Public relations has been around for more than one hundred years, long before the advent of the internet. Yet in the digital age, another aspect of relations and reputation has emerged, online reputation management (ORM). This relatively new branch of the marketing umbrella has left many people asking, what’s the difference? Is PR the same thing as ORM?
These two important aspects of success do have things in common, but they are different and, ideally, can work together.
Modern public relations began with a similar function to newspapers — communicating events or ideas that might inform the public. As the field evolved it maintained those two key elements: media campaigns & journalist PR. Early PR firms created flyers and press releases about individuals or companies they represented.

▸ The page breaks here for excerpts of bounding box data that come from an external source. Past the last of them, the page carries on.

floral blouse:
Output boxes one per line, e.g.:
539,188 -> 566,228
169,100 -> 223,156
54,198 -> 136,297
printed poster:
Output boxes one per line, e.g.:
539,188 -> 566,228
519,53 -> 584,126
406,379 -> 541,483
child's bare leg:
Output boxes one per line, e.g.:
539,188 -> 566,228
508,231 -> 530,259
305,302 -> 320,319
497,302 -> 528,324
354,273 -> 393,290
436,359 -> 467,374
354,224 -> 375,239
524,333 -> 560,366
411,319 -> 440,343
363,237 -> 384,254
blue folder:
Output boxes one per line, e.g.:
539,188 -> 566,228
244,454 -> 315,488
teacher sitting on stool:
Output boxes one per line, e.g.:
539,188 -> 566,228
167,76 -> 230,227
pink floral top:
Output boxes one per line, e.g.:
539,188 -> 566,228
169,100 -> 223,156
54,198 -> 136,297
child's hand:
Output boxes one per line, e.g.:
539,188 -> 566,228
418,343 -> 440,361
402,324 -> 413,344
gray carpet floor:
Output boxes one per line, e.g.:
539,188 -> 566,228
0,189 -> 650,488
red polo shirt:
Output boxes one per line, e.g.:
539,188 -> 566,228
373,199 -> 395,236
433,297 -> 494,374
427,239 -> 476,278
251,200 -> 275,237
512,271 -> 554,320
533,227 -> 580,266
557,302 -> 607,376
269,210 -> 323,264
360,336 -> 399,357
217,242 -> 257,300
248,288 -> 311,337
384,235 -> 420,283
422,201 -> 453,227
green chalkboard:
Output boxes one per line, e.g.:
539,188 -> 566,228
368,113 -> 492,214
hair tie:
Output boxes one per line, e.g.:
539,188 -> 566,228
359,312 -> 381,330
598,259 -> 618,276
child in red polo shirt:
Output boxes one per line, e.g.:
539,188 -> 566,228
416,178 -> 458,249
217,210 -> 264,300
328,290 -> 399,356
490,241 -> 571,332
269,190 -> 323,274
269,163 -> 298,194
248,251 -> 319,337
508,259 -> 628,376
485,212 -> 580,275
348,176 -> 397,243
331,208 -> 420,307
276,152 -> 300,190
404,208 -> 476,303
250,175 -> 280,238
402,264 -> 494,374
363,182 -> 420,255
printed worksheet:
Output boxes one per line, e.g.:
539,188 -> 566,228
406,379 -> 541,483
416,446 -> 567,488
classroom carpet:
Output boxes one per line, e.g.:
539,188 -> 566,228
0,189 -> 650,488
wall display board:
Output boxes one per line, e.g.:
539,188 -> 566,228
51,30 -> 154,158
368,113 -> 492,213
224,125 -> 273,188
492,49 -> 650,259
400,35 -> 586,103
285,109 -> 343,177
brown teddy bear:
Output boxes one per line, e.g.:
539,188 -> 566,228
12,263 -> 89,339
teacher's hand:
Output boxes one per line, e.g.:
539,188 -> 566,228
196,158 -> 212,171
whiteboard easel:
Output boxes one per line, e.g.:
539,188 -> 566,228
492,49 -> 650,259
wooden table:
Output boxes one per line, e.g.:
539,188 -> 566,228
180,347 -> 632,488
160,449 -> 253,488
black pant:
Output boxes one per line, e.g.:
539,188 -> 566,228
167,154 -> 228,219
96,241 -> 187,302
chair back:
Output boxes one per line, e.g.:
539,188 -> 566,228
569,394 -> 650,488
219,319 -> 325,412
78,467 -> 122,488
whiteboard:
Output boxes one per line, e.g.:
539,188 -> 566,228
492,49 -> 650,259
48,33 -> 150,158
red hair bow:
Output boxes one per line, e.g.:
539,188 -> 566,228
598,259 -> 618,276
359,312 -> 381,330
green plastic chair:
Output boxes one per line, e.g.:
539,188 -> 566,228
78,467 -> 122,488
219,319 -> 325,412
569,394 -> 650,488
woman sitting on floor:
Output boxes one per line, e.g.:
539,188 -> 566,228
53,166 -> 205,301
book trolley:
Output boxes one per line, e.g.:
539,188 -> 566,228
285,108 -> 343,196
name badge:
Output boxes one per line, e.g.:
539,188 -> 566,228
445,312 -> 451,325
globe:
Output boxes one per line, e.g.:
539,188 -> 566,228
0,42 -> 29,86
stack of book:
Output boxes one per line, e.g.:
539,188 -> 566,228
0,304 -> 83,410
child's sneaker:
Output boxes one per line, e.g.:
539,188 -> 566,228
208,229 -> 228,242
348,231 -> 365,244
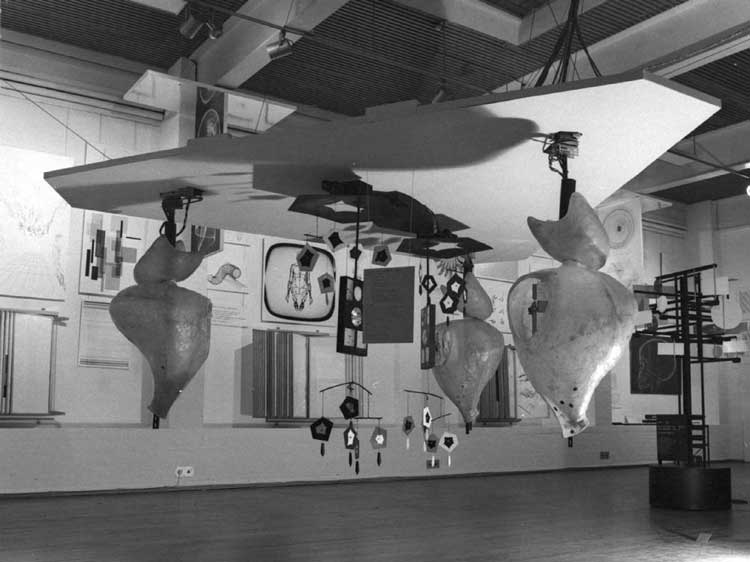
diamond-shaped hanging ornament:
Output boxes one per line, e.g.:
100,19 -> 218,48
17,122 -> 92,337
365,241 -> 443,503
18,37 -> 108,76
446,273 -> 466,295
326,230 -> 344,252
310,417 -> 333,441
372,244 -> 391,267
422,406 -> 432,429
297,244 -> 320,271
419,275 -> 437,295
401,416 -> 414,435
318,273 -> 336,295
344,422 -> 359,451
439,431 -> 458,453
370,426 -> 388,449
339,396 -> 359,420
440,291 -> 459,314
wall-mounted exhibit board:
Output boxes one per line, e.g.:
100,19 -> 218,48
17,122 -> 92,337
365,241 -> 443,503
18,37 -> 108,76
47,70 -> 719,261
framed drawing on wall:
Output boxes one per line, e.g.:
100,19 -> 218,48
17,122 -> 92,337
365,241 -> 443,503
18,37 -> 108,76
477,277 -> 513,334
261,240 -> 336,326
78,211 -> 148,296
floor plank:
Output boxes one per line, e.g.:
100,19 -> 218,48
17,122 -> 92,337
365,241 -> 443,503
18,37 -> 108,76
0,463 -> 750,562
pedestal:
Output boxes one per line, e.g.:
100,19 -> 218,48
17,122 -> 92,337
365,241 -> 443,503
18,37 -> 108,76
648,465 -> 732,510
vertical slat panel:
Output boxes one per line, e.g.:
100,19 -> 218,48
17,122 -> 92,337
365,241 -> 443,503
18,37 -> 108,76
0,310 -> 8,414
252,330 -> 267,418
5,312 -> 16,414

While advertising is directly a marketing activity, public relations was still very much involved in marketing and promotion.
PR can indeed be a very public activity. A PR firm will still write press releases about an individual or a company, and even directly face the media or respond to negative press in person or in written form. An internal PR rep will speak on behalf of a company, or an external PR professional will act as a spokesperson at critical moments in public relations.

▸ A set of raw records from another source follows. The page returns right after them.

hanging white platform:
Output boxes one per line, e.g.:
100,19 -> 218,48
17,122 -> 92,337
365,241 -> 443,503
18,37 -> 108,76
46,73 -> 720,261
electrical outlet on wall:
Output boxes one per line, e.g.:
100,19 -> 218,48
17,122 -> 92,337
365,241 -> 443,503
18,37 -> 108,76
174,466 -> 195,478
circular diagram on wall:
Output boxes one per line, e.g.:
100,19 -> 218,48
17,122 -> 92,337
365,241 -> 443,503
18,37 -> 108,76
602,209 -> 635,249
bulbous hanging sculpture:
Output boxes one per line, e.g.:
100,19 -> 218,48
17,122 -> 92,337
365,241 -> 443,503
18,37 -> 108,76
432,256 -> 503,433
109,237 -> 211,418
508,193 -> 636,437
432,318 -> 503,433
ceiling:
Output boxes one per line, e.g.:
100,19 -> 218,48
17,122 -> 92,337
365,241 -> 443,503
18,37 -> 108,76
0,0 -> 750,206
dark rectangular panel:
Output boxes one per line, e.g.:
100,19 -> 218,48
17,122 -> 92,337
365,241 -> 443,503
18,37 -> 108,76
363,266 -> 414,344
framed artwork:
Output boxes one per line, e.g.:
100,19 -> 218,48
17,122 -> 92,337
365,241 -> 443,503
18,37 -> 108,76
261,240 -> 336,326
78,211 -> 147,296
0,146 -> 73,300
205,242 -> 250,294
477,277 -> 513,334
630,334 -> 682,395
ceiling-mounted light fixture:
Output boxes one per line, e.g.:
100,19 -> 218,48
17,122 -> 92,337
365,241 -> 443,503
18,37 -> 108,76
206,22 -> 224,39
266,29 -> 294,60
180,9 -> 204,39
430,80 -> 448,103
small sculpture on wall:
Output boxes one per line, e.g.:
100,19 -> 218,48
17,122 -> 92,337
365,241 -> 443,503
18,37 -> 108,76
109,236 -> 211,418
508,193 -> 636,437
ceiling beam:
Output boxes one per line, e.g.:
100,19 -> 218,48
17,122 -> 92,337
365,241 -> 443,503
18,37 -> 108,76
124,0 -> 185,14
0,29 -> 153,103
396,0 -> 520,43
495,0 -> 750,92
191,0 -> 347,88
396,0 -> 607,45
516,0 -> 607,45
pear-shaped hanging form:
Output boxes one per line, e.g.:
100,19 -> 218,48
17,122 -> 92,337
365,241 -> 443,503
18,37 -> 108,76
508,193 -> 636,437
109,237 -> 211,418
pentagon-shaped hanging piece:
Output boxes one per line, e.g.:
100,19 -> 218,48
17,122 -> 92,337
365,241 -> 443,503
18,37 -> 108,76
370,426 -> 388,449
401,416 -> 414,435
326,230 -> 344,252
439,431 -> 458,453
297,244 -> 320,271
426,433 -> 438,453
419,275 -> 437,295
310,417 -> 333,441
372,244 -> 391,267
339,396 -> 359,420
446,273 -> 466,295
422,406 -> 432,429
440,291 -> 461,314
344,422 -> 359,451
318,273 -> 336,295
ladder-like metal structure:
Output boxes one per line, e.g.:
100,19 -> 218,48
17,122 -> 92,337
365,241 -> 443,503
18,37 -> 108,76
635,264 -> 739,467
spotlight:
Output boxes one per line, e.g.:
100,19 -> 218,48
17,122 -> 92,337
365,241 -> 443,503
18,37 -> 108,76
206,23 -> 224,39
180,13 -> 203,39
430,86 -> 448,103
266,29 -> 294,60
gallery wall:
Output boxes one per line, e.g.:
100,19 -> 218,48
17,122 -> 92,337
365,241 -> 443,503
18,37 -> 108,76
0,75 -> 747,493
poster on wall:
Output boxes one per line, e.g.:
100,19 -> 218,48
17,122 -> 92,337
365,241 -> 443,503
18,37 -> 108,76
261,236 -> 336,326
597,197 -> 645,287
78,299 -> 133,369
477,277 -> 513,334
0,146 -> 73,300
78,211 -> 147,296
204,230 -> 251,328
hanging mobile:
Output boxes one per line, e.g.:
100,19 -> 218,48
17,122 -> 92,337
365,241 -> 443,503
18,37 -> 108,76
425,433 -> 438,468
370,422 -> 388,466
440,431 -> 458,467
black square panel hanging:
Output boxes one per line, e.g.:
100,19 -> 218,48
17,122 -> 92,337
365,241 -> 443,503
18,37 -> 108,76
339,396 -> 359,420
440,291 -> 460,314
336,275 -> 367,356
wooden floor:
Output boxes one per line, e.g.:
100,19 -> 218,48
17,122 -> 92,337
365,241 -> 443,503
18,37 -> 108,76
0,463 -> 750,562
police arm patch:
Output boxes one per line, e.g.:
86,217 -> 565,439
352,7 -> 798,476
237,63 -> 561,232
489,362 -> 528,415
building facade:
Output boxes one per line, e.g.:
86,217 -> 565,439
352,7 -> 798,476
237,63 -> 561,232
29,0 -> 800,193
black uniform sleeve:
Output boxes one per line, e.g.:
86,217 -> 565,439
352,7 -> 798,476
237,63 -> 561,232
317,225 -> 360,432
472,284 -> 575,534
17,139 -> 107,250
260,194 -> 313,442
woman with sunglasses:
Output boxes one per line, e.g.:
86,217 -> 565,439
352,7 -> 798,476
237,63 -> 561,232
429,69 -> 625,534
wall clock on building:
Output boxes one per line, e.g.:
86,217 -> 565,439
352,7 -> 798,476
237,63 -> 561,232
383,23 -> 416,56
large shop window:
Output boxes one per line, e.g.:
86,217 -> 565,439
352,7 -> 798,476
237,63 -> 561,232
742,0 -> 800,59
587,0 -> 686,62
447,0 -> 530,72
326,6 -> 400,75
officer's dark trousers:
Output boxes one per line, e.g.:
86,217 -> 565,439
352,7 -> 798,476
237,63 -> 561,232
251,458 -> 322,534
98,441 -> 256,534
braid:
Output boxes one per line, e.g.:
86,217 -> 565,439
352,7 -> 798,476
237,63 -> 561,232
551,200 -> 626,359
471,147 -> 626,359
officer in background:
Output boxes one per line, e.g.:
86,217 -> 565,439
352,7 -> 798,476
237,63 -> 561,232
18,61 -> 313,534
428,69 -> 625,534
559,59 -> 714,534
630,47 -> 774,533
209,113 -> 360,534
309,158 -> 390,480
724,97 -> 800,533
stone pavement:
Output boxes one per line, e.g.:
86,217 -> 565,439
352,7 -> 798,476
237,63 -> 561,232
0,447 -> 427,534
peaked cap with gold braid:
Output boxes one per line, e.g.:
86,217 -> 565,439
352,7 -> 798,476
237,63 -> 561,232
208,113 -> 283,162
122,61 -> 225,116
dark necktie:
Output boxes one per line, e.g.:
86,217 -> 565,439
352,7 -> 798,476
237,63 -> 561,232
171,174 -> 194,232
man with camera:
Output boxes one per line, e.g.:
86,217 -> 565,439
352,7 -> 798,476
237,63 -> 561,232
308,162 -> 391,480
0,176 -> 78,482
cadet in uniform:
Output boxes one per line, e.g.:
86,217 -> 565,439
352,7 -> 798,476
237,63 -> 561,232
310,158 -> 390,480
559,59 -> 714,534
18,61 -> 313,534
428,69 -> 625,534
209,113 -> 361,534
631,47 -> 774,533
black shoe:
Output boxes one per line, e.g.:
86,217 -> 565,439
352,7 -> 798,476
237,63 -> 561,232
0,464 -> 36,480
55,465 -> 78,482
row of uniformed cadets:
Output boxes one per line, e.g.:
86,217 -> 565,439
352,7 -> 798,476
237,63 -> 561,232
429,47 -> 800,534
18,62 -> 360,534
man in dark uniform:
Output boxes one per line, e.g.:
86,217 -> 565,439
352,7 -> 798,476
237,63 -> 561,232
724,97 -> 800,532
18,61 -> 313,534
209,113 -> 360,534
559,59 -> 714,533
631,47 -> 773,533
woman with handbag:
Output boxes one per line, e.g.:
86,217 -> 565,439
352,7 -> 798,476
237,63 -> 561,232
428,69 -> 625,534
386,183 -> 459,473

When considered in this way, most people know what PR is. It’s defined as, “The actions of a corporation, store, government, individual, etc., in promoting good will between itself and the public, the community, employees, customers, etc.” PR involves, then, both active promotion and organized response.
The fact that PR involves promotion and written communication is where it overlaps, in a way, with online reputation management. ORM also includes publishing information and also serves a marketing role.

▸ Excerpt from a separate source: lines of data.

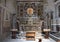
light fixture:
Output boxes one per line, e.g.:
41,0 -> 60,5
27,8 -> 33,15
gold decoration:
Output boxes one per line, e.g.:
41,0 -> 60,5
27,8 -> 33,15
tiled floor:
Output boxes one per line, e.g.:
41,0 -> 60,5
3,38 -> 55,42
3,31 -> 55,42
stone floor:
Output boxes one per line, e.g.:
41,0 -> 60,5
3,33 -> 55,42
3,38 -> 55,42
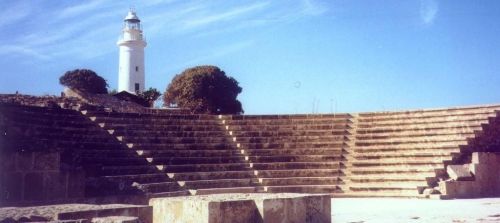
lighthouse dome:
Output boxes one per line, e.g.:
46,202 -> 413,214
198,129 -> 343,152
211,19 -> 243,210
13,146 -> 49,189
124,10 -> 141,22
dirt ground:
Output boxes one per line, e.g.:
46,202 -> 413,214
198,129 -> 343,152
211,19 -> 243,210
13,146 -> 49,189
0,198 -> 500,223
332,198 -> 500,223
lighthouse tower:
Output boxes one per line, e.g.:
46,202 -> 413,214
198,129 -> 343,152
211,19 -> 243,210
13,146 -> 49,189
117,10 -> 146,94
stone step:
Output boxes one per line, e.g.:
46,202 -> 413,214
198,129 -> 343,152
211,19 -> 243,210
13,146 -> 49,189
82,156 -> 248,166
231,129 -> 348,137
221,117 -> 348,125
110,136 -> 230,145
350,157 -> 451,167
108,122 -> 222,132
240,141 -> 344,149
81,109 -> 207,120
12,130 -> 116,143
8,116 -> 95,129
354,140 -> 467,152
350,150 -> 460,160
257,169 -> 340,178
180,178 -> 258,189
100,163 -> 250,176
102,163 -> 254,175
349,174 -> 434,185
167,170 -> 255,181
190,187 -> 260,195
54,139 -> 127,150
350,164 -> 444,175
358,105 -> 500,119
358,113 -> 495,127
356,133 -> 476,146
145,188 -> 191,199
356,127 -> 482,140
111,129 -> 227,138
264,185 -> 341,193
357,119 -> 488,134
236,135 -> 345,143
94,116 -> 220,126
249,154 -> 341,163
258,176 -> 339,186
228,124 -> 348,132
225,113 -> 352,120
99,173 -> 172,184
243,148 -> 342,156
127,141 -> 235,150
54,204 -> 153,222
340,189 -> 425,198
133,182 -> 185,193
349,183 -> 427,193
251,162 -> 340,171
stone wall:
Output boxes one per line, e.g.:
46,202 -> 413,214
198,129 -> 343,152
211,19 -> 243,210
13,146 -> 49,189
439,152 -> 500,198
0,151 -> 85,206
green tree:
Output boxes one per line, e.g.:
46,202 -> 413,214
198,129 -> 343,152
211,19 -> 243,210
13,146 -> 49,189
163,66 -> 243,114
59,69 -> 108,94
138,87 -> 161,107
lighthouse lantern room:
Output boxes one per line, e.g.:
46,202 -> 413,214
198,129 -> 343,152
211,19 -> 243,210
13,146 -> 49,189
117,10 -> 146,94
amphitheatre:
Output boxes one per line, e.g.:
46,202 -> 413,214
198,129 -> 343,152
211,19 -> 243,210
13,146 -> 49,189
0,6 -> 500,223
0,89 -> 500,222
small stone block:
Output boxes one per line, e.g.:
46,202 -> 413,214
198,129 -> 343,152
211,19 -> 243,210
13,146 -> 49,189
446,164 -> 474,181
0,153 -> 16,171
17,152 -> 33,171
43,172 -> 67,200
67,170 -> 85,198
0,172 -> 23,201
472,152 -> 498,164
149,193 -> 331,223
34,153 -> 60,170
24,173 -> 45,201
92,216 -> 140,223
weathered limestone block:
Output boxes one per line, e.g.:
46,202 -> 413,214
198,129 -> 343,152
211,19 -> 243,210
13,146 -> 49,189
149,193 -> 331,223
33,153 -> 60,171
24,172 -> 44,201
92,216 -> 140,223
439,153 -> 500,198
0,172 -> 23,201
0,153 -> 16,172
472,153 -> 500,164
43,171 -> 68,200
66,170 -> 85,198
16,152 -> 33,171
446,164 -> 474,180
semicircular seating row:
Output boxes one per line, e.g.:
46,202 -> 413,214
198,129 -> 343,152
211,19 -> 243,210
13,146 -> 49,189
0,104 -> 500,197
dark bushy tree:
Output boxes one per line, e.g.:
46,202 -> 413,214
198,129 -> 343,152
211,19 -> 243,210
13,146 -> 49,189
59,69 -> 108,94
163,66 -> 243,114
138,87 -> 161,107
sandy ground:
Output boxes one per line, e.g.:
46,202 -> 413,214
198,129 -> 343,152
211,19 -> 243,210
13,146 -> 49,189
0,198 -> 500,223
0,204 -> 144,221
332,198 -> 500,223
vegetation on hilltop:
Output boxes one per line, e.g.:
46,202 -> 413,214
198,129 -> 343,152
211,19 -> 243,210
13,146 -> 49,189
59,69 -> 108,94
137,87 -> 161,107
163,65 -> 243,114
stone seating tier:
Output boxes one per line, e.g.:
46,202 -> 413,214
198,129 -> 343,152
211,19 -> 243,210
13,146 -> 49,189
2,101 -> 500,200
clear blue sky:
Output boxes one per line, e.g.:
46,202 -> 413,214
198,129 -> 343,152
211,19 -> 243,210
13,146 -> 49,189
0,0 -> 500,114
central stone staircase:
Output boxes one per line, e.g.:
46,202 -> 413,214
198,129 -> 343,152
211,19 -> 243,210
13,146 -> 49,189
0,96 -> 500,198
82,110 -> 259,197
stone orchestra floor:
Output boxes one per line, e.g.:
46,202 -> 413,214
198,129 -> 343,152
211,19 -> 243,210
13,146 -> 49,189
0,198 -> 500,223
332,198 -> 500,223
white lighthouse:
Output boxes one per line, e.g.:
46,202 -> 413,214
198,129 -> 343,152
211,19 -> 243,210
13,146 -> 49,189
117,10 -> 146,93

However, to manage online reputation, you promote in a less direct way. ORM includes:
Some public relations firms have a branch devoted to online reputation management, but in most cases, one would have representation for both PR and ORM. The overall brand and marketing campaigns of a company or individual would include both of those functions so that a unified message reaches the public, online and in other forms of media.
ORM, then, is a behind the scenes process. It is not direct marketing, which is still a separate function, but it generates goodwill and internet traffic through the creation of content. The more engaged a company or individual is on the internet, the easier it is to manage an online reputation.
Think of it this way: a company may be very well thought of by its own client base, and yet have virtually no online presence. Or, an organization may have plenty of useful and engaging online activity, and yet not directly promote company activities or face a negative story that airs on the nightly news.
You need both to maintain an excellent reputation. Both PR and ORM might be reaction techniques to repair a problem with reputation. However, only responding after the fact does not do as much good as having plenty of positive press already out there for public consumption.
So there you have the primary reason why online reputation management needs to be part of an overall PR and marketing strategy: without enough information available online, you will not have excellent relations with the public.